For the environment, nanotechnology may be a double-edged sword. Nanoparticles hold promise in cleaning up contaminated soils and water. Yet some studies hint at possible danger to wildlife (ScienceNOW, 30 March). The U.K. study recommends prohibiting large-scale release of nanoparticles for remediation purposes "until it can be shown that the net benefits exceed the risks," says Dowling. Factories and laboratories producing nanoparticles and nanotubes should treat them as if they were hazardous and minimize their release into the environment.
The panel, which was commissioned by U.K. science minister David Sainsbury in July 2003, concluded that nanoparticles and nanotubes should be treated as new chemicals and their impacts on health and the environment be tested under existing U.K. and E.U. legislation.

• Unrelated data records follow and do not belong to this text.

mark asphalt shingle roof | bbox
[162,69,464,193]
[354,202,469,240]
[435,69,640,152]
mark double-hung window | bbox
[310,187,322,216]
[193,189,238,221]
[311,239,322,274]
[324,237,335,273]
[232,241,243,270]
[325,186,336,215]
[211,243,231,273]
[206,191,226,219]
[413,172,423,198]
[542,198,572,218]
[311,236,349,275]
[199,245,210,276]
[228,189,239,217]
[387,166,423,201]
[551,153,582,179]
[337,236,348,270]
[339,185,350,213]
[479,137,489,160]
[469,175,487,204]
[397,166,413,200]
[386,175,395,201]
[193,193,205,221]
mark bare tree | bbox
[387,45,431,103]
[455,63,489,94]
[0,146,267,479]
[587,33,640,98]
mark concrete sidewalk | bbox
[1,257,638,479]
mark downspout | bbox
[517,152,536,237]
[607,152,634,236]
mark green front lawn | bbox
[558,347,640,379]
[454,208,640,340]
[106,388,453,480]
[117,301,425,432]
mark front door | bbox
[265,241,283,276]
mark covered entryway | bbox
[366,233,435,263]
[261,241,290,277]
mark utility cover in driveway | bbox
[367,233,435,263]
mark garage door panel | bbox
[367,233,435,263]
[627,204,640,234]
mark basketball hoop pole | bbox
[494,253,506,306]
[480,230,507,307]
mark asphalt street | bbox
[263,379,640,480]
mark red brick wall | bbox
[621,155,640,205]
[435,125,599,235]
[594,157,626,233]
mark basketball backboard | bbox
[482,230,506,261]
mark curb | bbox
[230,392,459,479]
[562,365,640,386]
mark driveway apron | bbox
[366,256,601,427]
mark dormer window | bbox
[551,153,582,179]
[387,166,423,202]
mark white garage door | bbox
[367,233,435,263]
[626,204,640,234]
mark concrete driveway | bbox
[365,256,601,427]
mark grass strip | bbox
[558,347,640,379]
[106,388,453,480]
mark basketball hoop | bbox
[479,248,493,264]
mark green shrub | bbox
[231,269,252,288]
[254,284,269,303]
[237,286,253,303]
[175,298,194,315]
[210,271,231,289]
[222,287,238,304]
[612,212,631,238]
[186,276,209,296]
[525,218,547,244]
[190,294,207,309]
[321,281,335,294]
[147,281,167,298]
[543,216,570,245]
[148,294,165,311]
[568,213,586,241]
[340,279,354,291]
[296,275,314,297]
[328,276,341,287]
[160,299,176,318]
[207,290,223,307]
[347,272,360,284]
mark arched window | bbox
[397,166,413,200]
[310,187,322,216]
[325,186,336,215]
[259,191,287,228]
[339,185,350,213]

This goes further than the current philosophy in the United States, where, for instance, nanoscale particles of titanium dioxide (a chemical used in sunscreens and paints) are not considered different from larger-scale particles of titanium dioxide.
A crucial first step in deciding how to regulate nanomaterials and products of nanotechnology is to define how nanomaterials differ from their larger-scale counterparts, says physicist E. Clayton Teague, director of the U.S. government's National Nanotechnology Coordination Office. The American National Standards Institute in Washington, D.C., is currently working on this, he adds.